The calculus definition for acceleration is the derivative of velocity with respect to time:
vec a = (d vec v)/(dt)
To take the derivative of the two-dimensional velocity, which is in this case the following function:
vec v(t) = (t sin(pi/3 t), 2 cos(pi/2 t) - 3t),
Take the derivative of each dimension, as such:
(d vec v)/(dt) = (d/dt (t sin(pi/3 t)), d/dt (2 cos(pi/2 t) - 3t)
Let's focus on the x-value first:
d/dt (t sin(pi/3 t))
We'll call that a function of x:
x(t) = t sin(pi/3 t)
So we're taking:
(dx)/(dt) = d/dt (t sin(pi/3 t))
First, let's use the product rule:
dx = t * d(sin(pi/3 t)) + sin(pi/3 t) dt
To get the differential d(sin(pi/3 t)), we need the chain rule...
Let's call this other function xi (a Greek letter, xi):
xi(t) = sin(pi/3 t)
And break it down into a composition of simpler functions:
xi_1(t) = pi/3 t
xi_2(t) = sin(t)
So xi(t) = xi_2(xi_1(t)).
To get (d xi)/(dt), we first need to take (d xi_1)/(dt):
(d xi_1)/(dt) = d/dt (pi/3 t) = pi/3
Then "multiply" by dt to obtain the differential d xi_1:
(d xi_1)/(dt) = pi/3 rarr d xi_1 = pi/3 dt
Next, take (d xi_2)/(d xi_1), which means replacing all input with xi_1:
(d xi_2)/(d xi_1) = d/(d xi_1) sin(xi_1) = cos(xi_1)

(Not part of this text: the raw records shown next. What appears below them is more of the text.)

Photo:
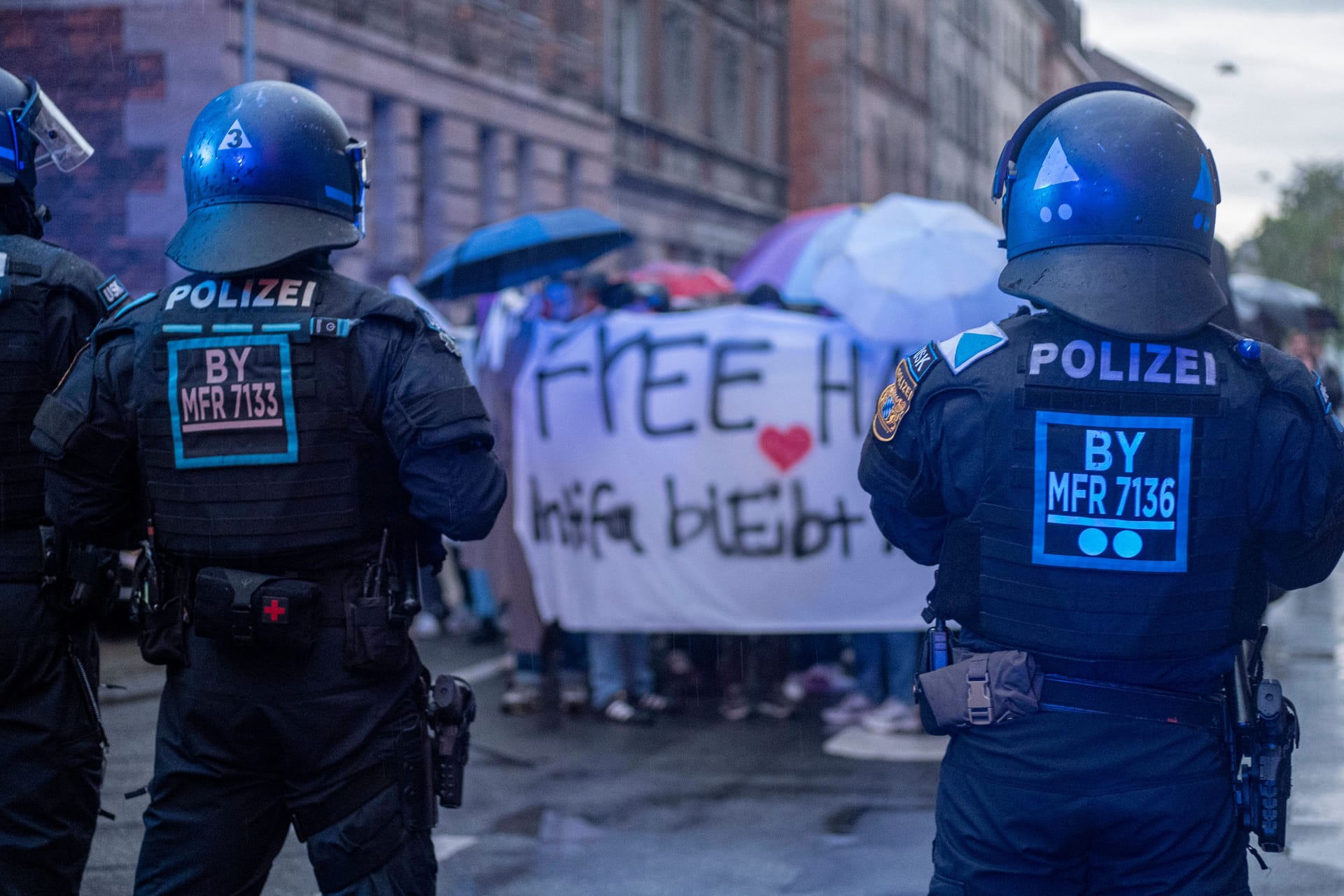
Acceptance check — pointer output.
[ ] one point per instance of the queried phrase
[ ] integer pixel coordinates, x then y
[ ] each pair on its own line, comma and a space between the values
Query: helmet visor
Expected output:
59, 143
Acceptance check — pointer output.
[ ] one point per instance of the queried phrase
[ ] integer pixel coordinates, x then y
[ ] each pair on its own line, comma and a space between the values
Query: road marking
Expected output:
857, 743
448, 846
484, 671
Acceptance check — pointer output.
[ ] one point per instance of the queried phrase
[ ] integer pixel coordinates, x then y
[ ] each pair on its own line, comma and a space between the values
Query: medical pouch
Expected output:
255, 610
979, 690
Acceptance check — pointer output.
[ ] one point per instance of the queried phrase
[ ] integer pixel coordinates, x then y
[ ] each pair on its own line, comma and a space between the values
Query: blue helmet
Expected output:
270, 172
1108, 204
34, 133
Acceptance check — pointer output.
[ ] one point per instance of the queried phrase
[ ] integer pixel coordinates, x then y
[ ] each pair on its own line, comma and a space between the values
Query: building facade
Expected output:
859, 117
473, 111
698, 92
696, 122
987, 78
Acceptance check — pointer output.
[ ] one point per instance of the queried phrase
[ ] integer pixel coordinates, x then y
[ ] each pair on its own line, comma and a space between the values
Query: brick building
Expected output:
696, 122
698, 90
473, 109
859, 121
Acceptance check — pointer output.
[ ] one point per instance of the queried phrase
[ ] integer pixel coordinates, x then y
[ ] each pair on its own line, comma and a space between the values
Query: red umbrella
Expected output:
683, 280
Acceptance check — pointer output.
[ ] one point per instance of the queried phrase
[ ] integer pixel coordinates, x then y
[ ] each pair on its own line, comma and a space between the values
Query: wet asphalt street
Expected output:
694, 805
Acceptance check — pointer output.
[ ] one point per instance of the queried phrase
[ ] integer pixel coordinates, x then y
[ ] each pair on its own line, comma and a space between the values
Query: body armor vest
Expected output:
251, 442
23, 384
1113, 522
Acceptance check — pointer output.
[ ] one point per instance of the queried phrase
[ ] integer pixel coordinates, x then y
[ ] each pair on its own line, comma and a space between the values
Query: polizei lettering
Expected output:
1126, 363
249, 293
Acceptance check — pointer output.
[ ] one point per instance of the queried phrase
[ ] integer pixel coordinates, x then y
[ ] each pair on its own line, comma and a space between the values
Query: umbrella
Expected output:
683, 280
1285, 305
772, 258
917, 269
522, 248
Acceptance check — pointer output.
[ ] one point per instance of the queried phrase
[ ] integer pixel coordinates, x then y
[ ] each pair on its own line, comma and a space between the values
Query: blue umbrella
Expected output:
519, 250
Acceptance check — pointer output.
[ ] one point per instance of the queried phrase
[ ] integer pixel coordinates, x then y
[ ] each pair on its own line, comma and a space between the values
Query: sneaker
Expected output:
776, 706
734, 707
574, 695
827, 679
655, 703
522, 699
891, 718
426, 626
622, 711
848, 711
486, 633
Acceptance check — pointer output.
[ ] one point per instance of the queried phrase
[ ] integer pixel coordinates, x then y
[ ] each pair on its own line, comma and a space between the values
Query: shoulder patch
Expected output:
967, 348
444, 336
137, 302
923, 360
894, 402
112, 290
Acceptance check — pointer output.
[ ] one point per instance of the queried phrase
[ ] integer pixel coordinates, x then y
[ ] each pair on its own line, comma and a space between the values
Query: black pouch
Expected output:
255, 610
160, 606
979, 690
371, 643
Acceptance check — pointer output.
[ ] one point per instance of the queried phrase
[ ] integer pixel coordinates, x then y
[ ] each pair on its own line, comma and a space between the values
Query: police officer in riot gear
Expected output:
1108, 486
295, 441
50, 738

Obtaining the differential d xi_2:
d xi_2 = cos(xi_1) d xi_1
And replacing xi_1 and d xi_1 with what we had solved for earlier, which is in terms of t and dt:
d xi_2 = cos(pi/3 t) pi/3 dt
Therefore, "dividing" by dt:
(d xi_2)/(dt) = cos(pi/3 t) pi/3
(d xi_2)/(dt) = pi/3 cos(pi/3 t)
That is not only (d xi_2)/(dt), but (d xi)/(dt) as a whole:
(d xi)/(dt) = pi/3 cos(pi/3 t)
Solving for the differential:
d xi = pi/3 cos(pi/3 t) dt
Substituting back into dx:
dx = t * d xi + sin(pi/3 t) dt
dx = t * pi/3 cos(pi/3 t) dt + sin(pi/3 t) dt
dx = pi/3 t cos(pi/3 t) dt + sin(pi/3 t) dt
Finally, solving for the derivative:
(dx)/(dt) = pi/3 t cos(pi/3 t) + sin(pi/3 t)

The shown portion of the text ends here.